Une autre bévue classique consiste à citer la loi de 2010 pour des faits s'étant déroulés avant le 1er octobre 2010. Cela paraît évident, mais dans des dossiers de harcèlement de longue date, on oublie souvent que la loi n'est pas rétroactive. Pour des faits en 2008, il faut citer le Disability Discrimination Act 1995 ou le Sex Discrimination Act 1975. Certes, les principes sont proches, mais les numéros de sections changent tout. C'est un peu comme si vous essayiez d'ouvrir une serrure moderne avec une clé médiévale : ça ne rentre pas.
Enfin, évitez de confondre l'Equality Act avec le Human Rights Act 1998. Ce sont deux bêtes très différentes. Le premier gère les relations entre individus et entités privées/publiques sur la base de caractéristiques spécifiques, tandis que le second gère les droits fondamentaux face à l'État. Mélanger les deux dans un courrier formel, c'est s'exposer à une fin de non-recevoir polie mais ferme.
Questions fréquentes sur le référencement de la loi
Dois-je souligner ou mettre en italique le titre de la loi ?
Dans la plupart des styles de rédaction juridique (comme OSCOLA), on ne met pas les titres de lois en italique. On les écrit en texte normal. Cependant, dans certains styles académiques plus généraux comme l'APA, l'italique est parfois requis. Mon conseil ? Si vous écrivez un article de blog ou un rapport interne, restez sur du texte normal avec des majuscules. C'est le standard le plus sûr. L'italique est souvent réservé aux noms de cas juridiques (comme Vento v Chief Constable of West Yorkshire Police).
Comment citer la loi si je traduis un document en français ?
C'est une excellente question. Je recommande de garder le titre original anglais Equality Act 2010 entre parenthèses ou en tant que titre principal, et de proposer une traduction comme "Loi de 2010 sur l'égalité" pour la fluidité du texte. Ne traduisez jamais uniquement le titre. Si un avocat doit vérifier votre source, il cherchera "Equality Act", pas "Loi sur l'égalité".
Est-ce que la loi s'applique toujours après le Brexit ?
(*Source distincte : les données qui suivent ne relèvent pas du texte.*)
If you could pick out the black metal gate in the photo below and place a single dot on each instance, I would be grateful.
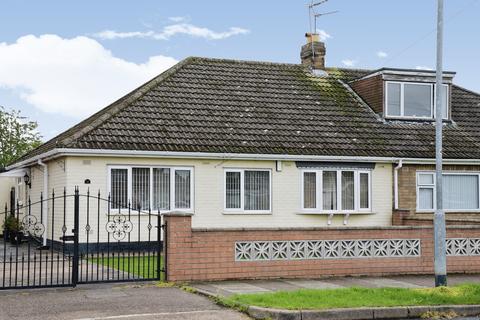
(76, 238)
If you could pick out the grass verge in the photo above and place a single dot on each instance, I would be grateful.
(360, 297)
(144, 267)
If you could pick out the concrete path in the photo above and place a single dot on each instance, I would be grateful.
(227, 288)
(143, 301)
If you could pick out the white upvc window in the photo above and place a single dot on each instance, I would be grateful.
(413, 100)
(333, 191)
(155, 188)
(460, 191)
(247, 190)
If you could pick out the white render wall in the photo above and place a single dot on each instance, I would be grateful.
(6, 185)
(208, 188)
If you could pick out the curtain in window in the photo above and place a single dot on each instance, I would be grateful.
(393, 103)
(348, 190)
(460, 191)
(232, 190)
(161, 189)
(182, 189)
(417, 100)
(119, 188)
(140, 188)
(329, 190)
(309, 190)
(425, 198)
(364, 191)
(257, 190)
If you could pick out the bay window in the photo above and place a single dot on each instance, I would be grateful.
(247, 190)
(460, 191)
(336, 190)
(151, 188)
(413, 100)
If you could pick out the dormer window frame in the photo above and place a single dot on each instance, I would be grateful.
(402, 84)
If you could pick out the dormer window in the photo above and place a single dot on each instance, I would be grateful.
(412, 100)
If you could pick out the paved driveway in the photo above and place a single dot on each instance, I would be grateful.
(101, 301)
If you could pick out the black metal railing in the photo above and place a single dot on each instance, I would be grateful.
(104, 245)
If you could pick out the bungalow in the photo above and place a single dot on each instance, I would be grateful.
(259, 145)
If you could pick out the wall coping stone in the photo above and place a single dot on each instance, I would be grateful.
(328, 228)
(177, 214)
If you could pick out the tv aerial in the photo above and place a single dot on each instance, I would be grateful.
(313, 15)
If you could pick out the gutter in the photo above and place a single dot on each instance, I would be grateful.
(44, 200)
(395, 181)
(61, 152)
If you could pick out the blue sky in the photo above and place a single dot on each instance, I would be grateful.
(63, 60)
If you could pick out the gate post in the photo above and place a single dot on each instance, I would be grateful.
(76, 214)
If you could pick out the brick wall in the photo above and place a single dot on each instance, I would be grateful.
(371, 91)
(204, 254)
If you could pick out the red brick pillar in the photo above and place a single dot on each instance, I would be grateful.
(177, 245)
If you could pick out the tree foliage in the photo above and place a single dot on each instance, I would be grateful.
(18, 135)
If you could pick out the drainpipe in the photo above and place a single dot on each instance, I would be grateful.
(395, 181)
(45, 200)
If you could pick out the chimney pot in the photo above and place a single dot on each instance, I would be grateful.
(313, 52)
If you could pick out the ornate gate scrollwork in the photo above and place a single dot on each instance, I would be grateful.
(31, 226)
(119, 227)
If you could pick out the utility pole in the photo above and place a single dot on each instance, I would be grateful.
(439, 228)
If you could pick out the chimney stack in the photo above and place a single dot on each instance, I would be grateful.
(313, 52)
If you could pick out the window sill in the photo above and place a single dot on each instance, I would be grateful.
(145, 213)
(335, 213)
(247, 213)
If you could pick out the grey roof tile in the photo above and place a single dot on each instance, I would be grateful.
(213, 105)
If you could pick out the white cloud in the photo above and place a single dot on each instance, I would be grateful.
(323, 35)
(74, 77)
(423, 68)
(382, 54)
(171, 30)
(177, 19)
(349, 62)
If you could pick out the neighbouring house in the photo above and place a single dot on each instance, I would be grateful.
(273, 167)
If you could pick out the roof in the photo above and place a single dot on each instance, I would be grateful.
(230, 106)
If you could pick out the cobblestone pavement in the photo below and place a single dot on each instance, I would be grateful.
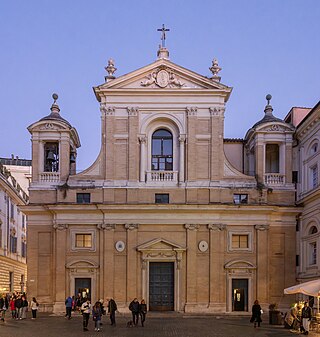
(155, 326)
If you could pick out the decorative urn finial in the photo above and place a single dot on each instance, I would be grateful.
(110, 68)
(268, 109)
(215, 70)
(55, 107)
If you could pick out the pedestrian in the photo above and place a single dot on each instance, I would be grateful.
(256, 314)
(96, 315)
(24, 307)
(18, 304)
(85, 309)
(112, 308)
(134, 308)
(68, 303)
(143, 311)
(12, 305)
(306, 317)
(4, 306)
(34, 307)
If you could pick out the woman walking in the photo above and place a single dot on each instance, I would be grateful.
(34, 307)
(256, 314)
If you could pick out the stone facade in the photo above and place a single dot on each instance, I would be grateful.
(166, 212)
(14, 174)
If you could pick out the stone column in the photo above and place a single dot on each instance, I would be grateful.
(107, 260)
(182, 140)
(262, 276)
(217, 287)
(132, 286)
(143, 159)
(133, 148)
(60, 283)
(191, 143)
(191, 271)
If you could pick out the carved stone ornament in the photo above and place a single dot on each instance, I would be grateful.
(217, 227)
(192, 227)
(261, 227)
(142, 139)
(133, 111)
(60, 227)
(130, 226)
(216, 111)
(162, 78)
(191, 110)
(106, 226)
(107, 110)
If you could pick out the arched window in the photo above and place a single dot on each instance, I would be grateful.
(313, 230)
(162, 151)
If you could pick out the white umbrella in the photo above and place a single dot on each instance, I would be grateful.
(311, 288)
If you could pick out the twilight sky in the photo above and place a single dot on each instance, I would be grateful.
(62, 46)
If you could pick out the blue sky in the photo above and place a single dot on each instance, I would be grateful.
(263, 46)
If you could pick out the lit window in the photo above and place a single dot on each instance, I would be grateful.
(313, 253)
(83, 198)
(162, 151)
(240, 241)
(161, 198)
(83, 240)
(240, 198)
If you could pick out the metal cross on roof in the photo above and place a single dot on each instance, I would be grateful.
(163, 36)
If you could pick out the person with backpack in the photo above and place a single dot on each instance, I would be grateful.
(112, 308)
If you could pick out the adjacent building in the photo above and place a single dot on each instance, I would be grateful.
(14, 177)
(170, 211)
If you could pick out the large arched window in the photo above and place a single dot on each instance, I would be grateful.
(162, 151)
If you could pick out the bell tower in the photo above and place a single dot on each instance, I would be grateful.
(54, 148)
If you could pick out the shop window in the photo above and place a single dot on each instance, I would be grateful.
(240, 198)
(83, 198)
(83, 240)
(162, 198)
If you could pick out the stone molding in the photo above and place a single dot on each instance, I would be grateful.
(60, 226)
(192, 227)
(106, 226)
(131, 227)
(192, 110)
(217, 227)
(132, 111)
(262, 227)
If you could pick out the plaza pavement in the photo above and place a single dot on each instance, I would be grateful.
(156, 325)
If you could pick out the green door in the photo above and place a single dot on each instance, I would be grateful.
(161, 286)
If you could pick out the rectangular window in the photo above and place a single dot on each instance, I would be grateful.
(313, 253)
(23, 249)
(83, 198)
(13, 244)
(240, 198)
(162, 198)
(11, 281)
(314, 176)
(83, 240)
(240, 241)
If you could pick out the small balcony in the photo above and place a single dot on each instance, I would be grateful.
(162, 176)
(274, 179)
(49, 177)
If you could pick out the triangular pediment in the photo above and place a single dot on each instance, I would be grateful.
(162, 74)
(160, 244)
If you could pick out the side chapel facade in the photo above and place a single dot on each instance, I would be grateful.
(170, 211)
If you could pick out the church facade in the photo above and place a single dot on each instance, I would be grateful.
(170, 211)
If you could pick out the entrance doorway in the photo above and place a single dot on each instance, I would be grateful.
(161, 286)
(83, 287)
(239, 294)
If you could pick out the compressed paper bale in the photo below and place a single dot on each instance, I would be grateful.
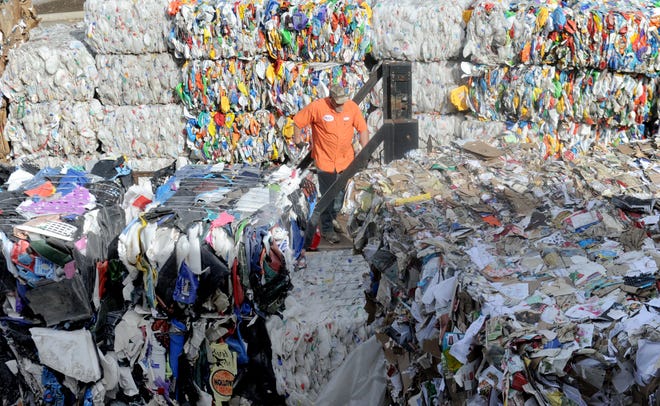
(17, 18)
(146, 131)
(566, 138)
(54, 65)
(249, 85)
(331, 31)
(619, 35)
(533, 93)
(137, 79)
(438, 130)
(418, 30)
(127, 26)
(59, 127)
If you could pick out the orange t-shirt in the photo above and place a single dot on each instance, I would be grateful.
(332, 132)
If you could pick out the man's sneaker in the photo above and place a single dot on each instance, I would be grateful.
(331, 237)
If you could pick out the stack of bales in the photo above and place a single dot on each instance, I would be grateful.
(251, 65)
(565, 76)
(142, 118)
(17, 18)
(50, 83)
(431, 35)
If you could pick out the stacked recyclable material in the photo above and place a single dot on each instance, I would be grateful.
(241, 107)
(295, 31)
(57, 228)
(50, 82)
(617, 35)
(431, 36)
(323, 322)
(137, 79)
(252, 65)
(570, 65)
(17, 18)
(127, 27)
(156, 291)
(506, 277)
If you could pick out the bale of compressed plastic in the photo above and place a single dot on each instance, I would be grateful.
(533, 93)
(137, 79)
(60, 128)
(567, 139)
(438, 130)
(127, 26)
(17, 18)
(329, 31)
(54, 65)
(235, 85)
(145, 131)
(619, 35)
(418, 30)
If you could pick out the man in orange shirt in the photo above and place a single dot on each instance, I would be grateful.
(333, 120)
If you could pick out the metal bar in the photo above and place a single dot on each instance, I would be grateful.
(358, 163)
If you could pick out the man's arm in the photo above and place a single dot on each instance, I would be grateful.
(297, 135)
(364, 138)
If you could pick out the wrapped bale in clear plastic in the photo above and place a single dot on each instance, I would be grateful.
(137, 79)
(567, 139)
(417, 30)
(53, 65)
(146, 131)
(126, 26)
(323, 321)
(61, 128)
(309, 31)
(533, 93)
(248, 85)
(17, 18)
(619, 35)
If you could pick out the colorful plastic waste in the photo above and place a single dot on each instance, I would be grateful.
(295, 31)
(617, 35)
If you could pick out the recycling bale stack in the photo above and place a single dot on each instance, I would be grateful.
(508, 277)
(137, 76)
(256, 64)
(564, 77)
(250, 66)
(50, 83)
(17, 18)
(431, 36)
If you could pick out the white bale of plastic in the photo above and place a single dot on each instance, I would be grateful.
(418, 30)
(438, 130)
(127, 26)
(145, 131)
(432, 84)
(59, 127)
(53, 65)
(323, 322)
(137, 79)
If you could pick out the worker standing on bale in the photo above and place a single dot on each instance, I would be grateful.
(333, 120)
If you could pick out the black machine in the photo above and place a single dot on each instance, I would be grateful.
(398, 134)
Absolument. Bien que l'Equality Act 2010 ait été conçu pour harmoniser le droit britannique avec les directives européennes, il s'agit d'une loi du Parlement britannique (Act of Parliament). Le Brexit n'a pas annulé cette loi. Au contraire, le gouvernement a même dû légiférer pour s'assurer que certains principes issus de la jurisprudence de la Cour de justice de l'Union européenne restaient ancrés dans le droit britannique. Donc, vous pouvez continuer à la citer sans crainte de paraître obsolète.
Peut-on utiliser des abréviations comme "EqA 2010" ?
Oui, mais seulement après avoir introduit le terme complet. Par exemple : "The Equality Act 2010 (EqA 2010) provides protection against...". Une fois cette précaution prise, vous pouvez utiliser l'acronyme pour gagner de la place. C'est très courant dans les rapports techniques ou les conclusions d'avocats. Mais attention, n'en abusez pas, un texte truffé d'acronymes devient vite illisible.
L'essentiel pour ne pas se tromper
Pour faire référence à la loi de 2010 sur l'égalité de manière experte, la règle est simple mais stricte. Utilisez toujours le nom complet Equality Act 2010 dès le départ, respectez les majuscules, et soyez précis sur les sections que vous invoquez. Que vous soyez étudiant, juriste ou manager, la rigueur dans la citation reflète la rigueur de votre analyse. On n'y pense pas assez, mais le droit est autant une question de forme que de fond. Une référence correcte, c'est 50 % du travail de persuasion déjà accompli.
Reste que, au-delà de la forme, c'est la compréhension des mécanismes de cette loi qui fera la différence. Savoir citer la section 13 est une chose, comprendre comment prouver un traitement moins favorable en est une autre. Les données manquent encore sur l'impact réel de certaines sections très spécifiques, et le droit évolue sans cesse avec les décisions des tribunaux de second degré. Bref, restez vigilant, car en matière d'égalité, le diable se cache souvent dans les détails de la sous-section (4)(b).